I rapporti tra Sol Levante e Occidente sono un intrico di sospetto e attrazione

​Nell’immediato secondo dopoguerra l’antropologa Ruth Benedict si poneva con precisa volontà sistematica, nel suo The Chrysanthemum and the sword edito a Boston nel 1946, il problema del “paradosso Giappone”, antico e modernissimo, innamorato dell’Occidente (e particolare degli Stati Uniti d’America) e a esso profondamente ostile, che appariva chiuso nella sua schizofrenia e prigioniero del passato non meno che del presente (da pochi mesi era avvenuta l’apocalisse di Hiroshima e di Nagasaki), legato alla tradizione eppure proteso verso un futuro che mostrava di amare e di saper gestire. Alla Benedict il Giappone appariva il Paese del “but also”: questo, ma sempre anche quest’altro. Come potevano le cose essere arrivate a tanto? Come poteva esser andato costruendosi quell’inquietante unicum antropologico che non mancava di riversare a sua volta sulla cultura occidentale tanti e non meno inquietanti esiti?

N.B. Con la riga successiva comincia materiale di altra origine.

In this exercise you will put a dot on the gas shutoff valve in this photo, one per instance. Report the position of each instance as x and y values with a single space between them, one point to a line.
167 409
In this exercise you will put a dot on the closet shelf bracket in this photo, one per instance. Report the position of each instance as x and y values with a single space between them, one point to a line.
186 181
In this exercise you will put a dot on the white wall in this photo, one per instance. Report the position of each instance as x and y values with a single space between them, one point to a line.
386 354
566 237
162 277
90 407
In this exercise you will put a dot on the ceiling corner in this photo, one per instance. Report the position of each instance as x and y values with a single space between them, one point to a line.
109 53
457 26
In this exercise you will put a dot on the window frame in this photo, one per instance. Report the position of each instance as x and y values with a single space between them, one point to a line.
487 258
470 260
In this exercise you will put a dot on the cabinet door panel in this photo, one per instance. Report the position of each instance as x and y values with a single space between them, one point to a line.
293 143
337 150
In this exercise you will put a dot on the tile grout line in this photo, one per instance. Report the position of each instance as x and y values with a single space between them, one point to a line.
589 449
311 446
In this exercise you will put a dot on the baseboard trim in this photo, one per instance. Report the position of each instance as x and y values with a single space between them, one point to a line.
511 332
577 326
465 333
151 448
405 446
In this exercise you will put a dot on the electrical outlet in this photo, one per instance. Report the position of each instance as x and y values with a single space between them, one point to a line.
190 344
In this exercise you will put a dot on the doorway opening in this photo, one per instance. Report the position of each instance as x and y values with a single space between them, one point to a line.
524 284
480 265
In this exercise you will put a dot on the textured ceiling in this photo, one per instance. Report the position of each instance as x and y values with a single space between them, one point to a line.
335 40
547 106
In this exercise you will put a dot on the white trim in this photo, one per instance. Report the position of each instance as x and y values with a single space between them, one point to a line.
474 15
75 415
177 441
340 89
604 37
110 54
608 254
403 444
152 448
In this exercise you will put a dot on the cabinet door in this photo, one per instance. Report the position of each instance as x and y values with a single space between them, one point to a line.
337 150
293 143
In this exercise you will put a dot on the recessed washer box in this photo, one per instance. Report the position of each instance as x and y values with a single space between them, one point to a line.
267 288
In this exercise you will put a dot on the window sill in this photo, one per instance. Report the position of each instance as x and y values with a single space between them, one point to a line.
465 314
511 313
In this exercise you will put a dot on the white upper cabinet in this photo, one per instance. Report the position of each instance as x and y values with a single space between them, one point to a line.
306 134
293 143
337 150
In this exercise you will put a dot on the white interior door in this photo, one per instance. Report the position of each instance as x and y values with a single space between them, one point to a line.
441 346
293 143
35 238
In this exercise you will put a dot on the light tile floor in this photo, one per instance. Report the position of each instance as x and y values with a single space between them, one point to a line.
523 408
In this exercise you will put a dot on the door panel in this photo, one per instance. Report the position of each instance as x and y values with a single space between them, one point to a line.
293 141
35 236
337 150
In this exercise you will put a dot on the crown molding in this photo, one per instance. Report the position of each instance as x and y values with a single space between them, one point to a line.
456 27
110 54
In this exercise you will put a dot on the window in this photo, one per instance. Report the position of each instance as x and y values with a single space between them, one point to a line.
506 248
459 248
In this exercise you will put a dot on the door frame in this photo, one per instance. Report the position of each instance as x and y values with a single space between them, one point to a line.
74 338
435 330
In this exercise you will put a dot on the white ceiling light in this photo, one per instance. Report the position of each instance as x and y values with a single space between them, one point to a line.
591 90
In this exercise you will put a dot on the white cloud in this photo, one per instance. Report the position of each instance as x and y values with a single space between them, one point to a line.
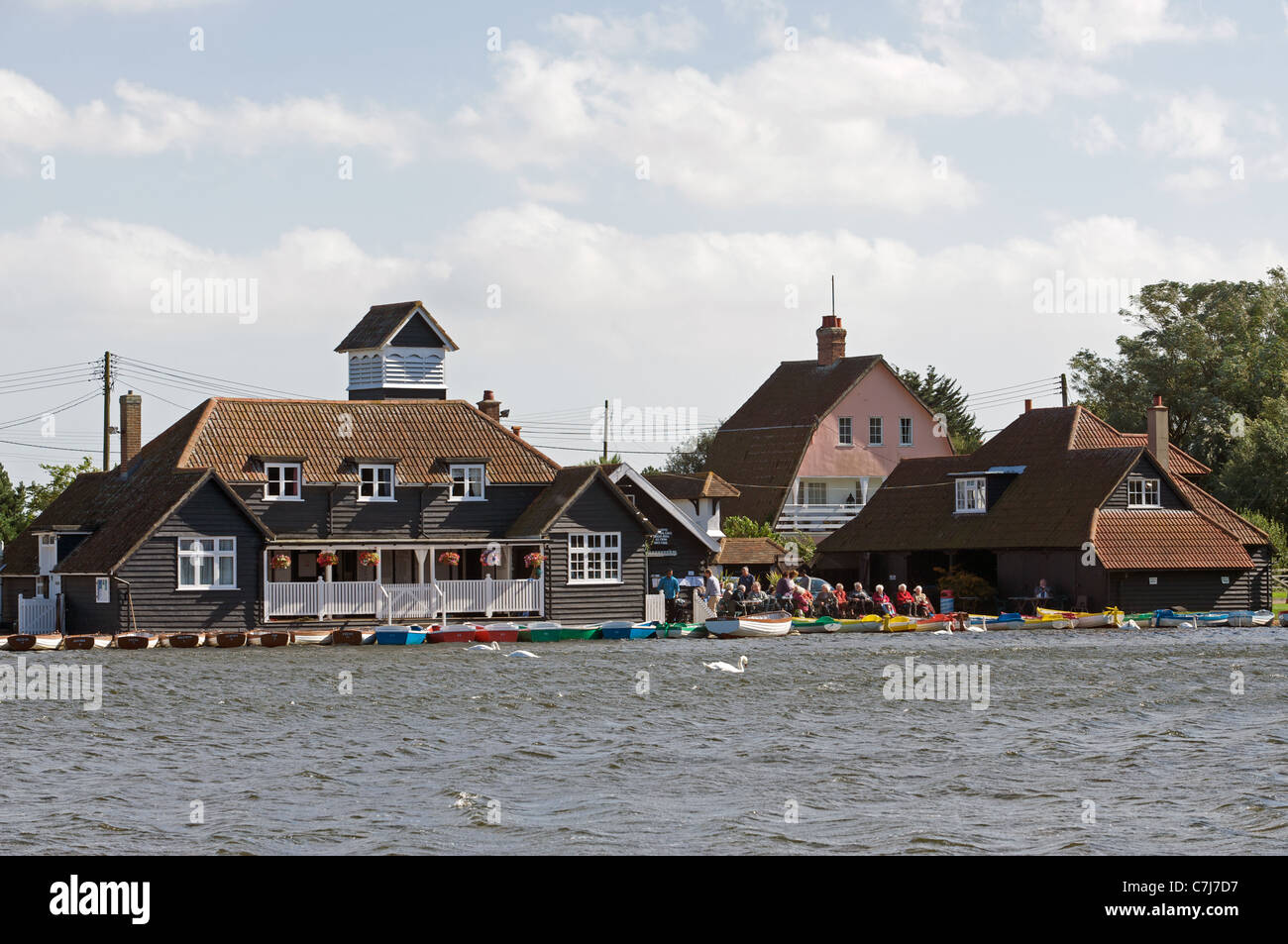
1098 27
629 316
794 128
146 121
1095 136
1190 127
674 31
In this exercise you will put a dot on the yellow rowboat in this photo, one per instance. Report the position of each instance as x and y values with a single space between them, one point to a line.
1112 617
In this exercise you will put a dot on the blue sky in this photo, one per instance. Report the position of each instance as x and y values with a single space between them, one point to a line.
939 157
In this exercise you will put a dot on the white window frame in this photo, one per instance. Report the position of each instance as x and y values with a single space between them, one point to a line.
196 556
464 481
589 548
1142 483
279 480
370 484
971 496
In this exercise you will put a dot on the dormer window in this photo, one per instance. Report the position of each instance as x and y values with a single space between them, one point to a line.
375 483
971 496
468 483
282 481
1142 493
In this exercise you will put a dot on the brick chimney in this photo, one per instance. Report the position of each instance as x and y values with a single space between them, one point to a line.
1157 434
831 340
132 420
490 406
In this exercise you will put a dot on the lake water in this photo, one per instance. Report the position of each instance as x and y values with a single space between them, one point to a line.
1093 742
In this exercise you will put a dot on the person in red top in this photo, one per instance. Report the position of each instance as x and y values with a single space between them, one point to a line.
903 600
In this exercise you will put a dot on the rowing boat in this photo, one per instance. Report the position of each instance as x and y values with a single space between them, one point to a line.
540 633
1086 621
497 633
1250 617
751 626
137 640
1170 617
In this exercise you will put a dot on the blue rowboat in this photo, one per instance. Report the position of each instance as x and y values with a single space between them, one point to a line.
399 635
618 629
644 631
1167 617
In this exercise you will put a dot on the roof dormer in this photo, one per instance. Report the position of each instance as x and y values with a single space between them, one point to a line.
397 352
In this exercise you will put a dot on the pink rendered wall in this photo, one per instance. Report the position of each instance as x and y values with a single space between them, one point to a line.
877 394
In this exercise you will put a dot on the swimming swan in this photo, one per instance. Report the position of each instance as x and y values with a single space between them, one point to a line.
725 668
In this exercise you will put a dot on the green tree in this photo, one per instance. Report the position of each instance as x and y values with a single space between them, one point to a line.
13 511
1254 475
691 456
1214 351
944 397
40 496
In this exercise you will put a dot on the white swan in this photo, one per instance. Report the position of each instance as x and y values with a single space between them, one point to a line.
725 668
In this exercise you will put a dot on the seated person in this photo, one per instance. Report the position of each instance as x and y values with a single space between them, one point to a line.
881 601
921 604
903 600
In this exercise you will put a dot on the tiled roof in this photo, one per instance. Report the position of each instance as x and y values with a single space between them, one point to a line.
760 447
1164 540
558 497
1055 502
748 550
1093 433
381 321
702 485
421 434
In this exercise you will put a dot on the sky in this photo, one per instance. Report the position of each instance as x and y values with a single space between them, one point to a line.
643 204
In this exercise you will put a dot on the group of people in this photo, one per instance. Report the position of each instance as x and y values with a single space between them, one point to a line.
747 595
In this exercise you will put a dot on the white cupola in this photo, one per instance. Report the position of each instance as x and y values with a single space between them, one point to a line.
397 352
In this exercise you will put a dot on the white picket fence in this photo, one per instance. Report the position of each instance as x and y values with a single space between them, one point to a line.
403 600
38 614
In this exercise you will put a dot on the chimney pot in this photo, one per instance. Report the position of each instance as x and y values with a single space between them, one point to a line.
132 425
831 340
489 406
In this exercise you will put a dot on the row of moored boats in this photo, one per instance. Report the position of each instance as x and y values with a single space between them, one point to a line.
748 626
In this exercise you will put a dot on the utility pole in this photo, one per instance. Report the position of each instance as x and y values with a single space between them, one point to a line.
107 410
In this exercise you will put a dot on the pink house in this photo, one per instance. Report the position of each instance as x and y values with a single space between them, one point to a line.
807 450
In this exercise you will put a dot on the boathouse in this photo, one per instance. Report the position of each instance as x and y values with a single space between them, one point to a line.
395 504
1107 518
814 443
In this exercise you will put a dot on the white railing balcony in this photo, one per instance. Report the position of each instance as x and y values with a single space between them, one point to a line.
815 518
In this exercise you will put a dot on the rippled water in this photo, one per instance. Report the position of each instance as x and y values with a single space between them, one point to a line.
436 743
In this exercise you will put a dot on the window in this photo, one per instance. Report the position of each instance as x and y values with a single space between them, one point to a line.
468 483
375 483
207 563
595 558
282 481
1142 493
875 432
971 496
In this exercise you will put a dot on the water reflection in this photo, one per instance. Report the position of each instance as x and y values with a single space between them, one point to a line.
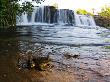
56 40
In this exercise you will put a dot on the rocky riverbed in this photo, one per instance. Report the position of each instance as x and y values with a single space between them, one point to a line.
69 62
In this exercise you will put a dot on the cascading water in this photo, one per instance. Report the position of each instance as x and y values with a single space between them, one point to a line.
84 20
51 15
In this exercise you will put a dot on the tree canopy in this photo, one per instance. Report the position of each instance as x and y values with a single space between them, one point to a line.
9 9
105 12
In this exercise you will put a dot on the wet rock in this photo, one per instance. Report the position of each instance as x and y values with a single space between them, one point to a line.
29 61
68 55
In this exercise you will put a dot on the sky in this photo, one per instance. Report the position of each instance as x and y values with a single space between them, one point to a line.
78 4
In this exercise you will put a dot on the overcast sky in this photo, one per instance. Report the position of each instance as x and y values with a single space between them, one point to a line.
76 4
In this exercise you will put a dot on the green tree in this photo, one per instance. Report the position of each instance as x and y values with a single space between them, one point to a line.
105 12
9 9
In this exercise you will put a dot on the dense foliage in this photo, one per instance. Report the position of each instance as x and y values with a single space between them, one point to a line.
9 9
103 18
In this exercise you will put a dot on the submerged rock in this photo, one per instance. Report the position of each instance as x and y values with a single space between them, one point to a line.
68 55
29 61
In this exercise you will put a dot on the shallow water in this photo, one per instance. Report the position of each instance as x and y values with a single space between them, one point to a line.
56 41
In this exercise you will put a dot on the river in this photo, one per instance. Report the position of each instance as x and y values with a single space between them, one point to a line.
90 44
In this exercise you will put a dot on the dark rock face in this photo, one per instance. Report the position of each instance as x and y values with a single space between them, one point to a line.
49 14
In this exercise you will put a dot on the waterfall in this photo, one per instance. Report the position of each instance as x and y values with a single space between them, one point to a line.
51 15
84 20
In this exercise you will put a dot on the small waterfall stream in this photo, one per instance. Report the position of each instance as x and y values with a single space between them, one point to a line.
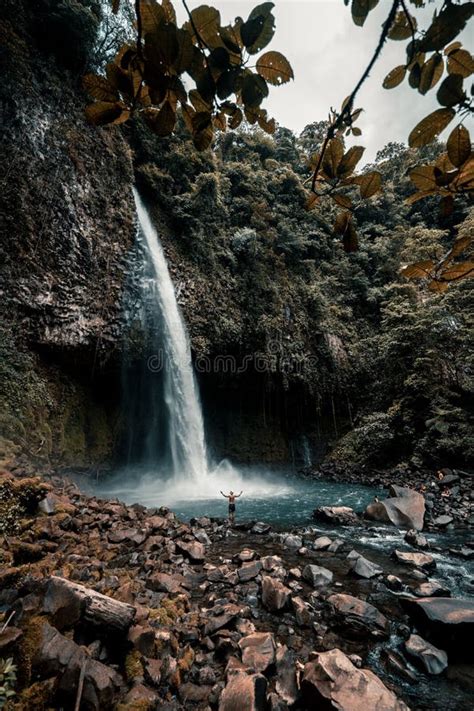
183 439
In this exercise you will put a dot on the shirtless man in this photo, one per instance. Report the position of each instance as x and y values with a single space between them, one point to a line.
231 498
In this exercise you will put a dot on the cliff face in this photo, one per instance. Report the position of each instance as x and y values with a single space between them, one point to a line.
67 223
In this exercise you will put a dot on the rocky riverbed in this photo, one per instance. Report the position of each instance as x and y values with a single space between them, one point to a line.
108 606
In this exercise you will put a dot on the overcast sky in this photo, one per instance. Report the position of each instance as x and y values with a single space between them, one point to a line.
328 54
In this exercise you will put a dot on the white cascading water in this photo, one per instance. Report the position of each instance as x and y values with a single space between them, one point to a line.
185 422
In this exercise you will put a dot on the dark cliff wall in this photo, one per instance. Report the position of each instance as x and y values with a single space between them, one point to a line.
66 223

La risposta, in ampia misura, sta nella storia stessa del Giappone: unica anch’essa, di un Paese a lungo vissuto in un isolamento per tanti versi senza dubbio “splendido” e che tuttavia, in almeno tre casi – tutti drammatici ancorché molto diversi tra loro – è stato costretto ad aprirsi al “diverso da sé”, sempre traendo da quelle aperture risultati di mutamento profondo per un verso, di paradossale rafforzamento identitario per un altro. L’introduzione del buddhismo e l’apertura alla Cina tra VI e IX secolo prima; l’apertura all’Occidente europeo e l’introduzione del cristianesimo (ben presto violentemente avversato) poi, nel Cinquecento; e infine il dapprima forzato e in seguito complesso rapporto con gli Stati Uniti d’America, a partire dal drammatico biennio 1853-1854 con tutto quello che ne era derivato, a cominciare dalla “rivoluzione occidentalizzante”, che fu anche – rieccoli, Ruth Benedict e il suo but also! – una “restaurazione imperiale”, nel periodo Meiji. Per giungere infine, attraverso la forte affermazione nazionalista, la tragedia del 1937-1945 e la rinuncia al carattere divino dell’imperatore nel 1946, all’ulteriore vorticoso sviluppo iperoccidentale/iperorientale di un Paese che ha prodotto il “fenomeno Mishima”, le fantasie sado-maso-porno-dark-horror della sua letteratura e del suo cinema e l’affascinante assurdità postmoderna testimoniata con stralunati occhi americani da film come Lost in translation.